Le lithium a ensuite été introduit dans une stratégie d’augmentation, avec une dose allant jusqu’à 900 mg/j et un taux plasmatique de 0,6 mmol/L en 1 mois. Le lithium, plutôt que les antipsychotiques, a été utilisé comme agent d’appoint principalement en raison des antécédents familiaux de dépression et du nombre d’épisodes dépressifs, qui ont été précédemment associés à la réponse à l’augmentation du lithium.5 Des effets secondaires, notamment des tremblements et une instabilité posturale, ont été observés. Les scores de dépression et de qualité de vie ont commencé à s’améliorer rapidement au cours du mois suivant. Deux mois après l’introduction du lithium, une rémission complète a été signalée. Cet état s’est maintenu pendant 12 mois et a permis au patient de reprendre son travail. Le lithium a ensuite été interrompu sur 3 mois, puis la venlafaxine a été arrêtée sur 6 mois, sans qu’aucune rechute ne soit signalée à ce jour.

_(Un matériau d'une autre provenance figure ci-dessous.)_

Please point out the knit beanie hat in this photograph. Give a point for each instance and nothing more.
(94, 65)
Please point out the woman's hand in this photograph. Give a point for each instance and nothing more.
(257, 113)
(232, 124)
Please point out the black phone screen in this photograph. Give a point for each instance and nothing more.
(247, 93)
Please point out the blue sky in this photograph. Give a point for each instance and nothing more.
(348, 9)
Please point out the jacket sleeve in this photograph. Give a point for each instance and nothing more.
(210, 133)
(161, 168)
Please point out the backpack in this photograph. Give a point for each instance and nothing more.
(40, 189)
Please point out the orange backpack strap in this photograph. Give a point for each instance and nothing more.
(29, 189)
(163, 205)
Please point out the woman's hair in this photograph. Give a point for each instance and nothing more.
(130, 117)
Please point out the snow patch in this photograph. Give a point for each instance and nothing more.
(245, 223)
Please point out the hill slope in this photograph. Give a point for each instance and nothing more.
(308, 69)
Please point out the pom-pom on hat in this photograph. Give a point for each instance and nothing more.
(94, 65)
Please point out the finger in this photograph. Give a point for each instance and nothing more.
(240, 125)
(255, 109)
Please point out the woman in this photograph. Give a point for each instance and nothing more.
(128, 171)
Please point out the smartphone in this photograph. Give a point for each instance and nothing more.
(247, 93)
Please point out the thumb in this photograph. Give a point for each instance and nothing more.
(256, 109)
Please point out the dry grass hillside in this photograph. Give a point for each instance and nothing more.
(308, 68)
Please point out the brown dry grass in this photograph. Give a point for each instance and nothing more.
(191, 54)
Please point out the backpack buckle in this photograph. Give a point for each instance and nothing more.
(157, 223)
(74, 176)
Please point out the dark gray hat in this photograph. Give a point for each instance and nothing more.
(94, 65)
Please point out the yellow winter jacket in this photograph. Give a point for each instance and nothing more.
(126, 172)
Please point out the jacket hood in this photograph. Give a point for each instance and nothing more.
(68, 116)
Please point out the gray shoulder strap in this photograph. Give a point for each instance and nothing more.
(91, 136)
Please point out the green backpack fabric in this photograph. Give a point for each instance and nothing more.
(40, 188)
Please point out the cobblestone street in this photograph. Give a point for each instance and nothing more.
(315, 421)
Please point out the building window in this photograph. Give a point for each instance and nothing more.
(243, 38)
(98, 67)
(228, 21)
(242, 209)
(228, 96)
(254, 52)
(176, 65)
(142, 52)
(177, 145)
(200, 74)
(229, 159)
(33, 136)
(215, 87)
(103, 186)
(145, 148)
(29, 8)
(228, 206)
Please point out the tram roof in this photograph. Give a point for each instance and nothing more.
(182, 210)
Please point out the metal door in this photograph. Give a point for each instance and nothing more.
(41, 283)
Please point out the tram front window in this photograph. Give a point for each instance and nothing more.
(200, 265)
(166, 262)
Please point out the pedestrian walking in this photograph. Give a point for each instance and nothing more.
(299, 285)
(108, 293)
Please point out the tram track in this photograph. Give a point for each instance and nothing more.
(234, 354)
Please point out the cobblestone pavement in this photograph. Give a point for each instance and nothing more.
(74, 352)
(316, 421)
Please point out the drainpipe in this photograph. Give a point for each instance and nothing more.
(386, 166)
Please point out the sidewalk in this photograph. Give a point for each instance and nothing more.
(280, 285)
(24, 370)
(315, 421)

Le cas de ce patient illustre les avantages potentiels du lithium dans le traitement aigu de la dépression unipolaire. Les effets secondaires, la marge thérapeutique étroite et les dépistages sanguins et urinaires réguliers6 expliquent la réticence de certains cliniciens à prescrire du lithium. Cependant, il reste un médicament d’augmentation efficace et à action rapide, comme l’a révélé une méta-analyse.7 L’étude STAR*D a montré que jusqu’à 16 % des non-répondants au stade 3 pouvaient bénéficier d’une adjonction de lithium.8 Il a été recommandé comme traitement d’appoint de première intention pour la dépression unipolaire par les lignes directrices CANMAT 2009,1 bien que certaines revues y soient moins favorables.9 De plus, l’adjonction de lithium peut également être plus rentable que l’adjonction d’antipsychotiques atypiques.10 Une méta-analyse récente11 a également confirmé que le lithium est un puissant médicament antisuicide, une conclusion particulièrement pertinente dans le cas présent étant donné les antécédents familiaux de notre patient. Le lithium doit être utilisé à des niveaux sanguins compris entre 0,5 et 0,8 mmol/L, et les données éparses suggèrent que si le traitement est efficace, il doit être maintenu pendant une période d’au moins un an pour éviter les récidives.12 Enfin, bien que les mécanismes antidépresseurs soient largement inconnus, le soutien aux effets neuroprotecteurs a été convaincant.13 Bien que le lithium ne soit pas une panacée, la littérature soutient une utilisation plus large de ce médicament.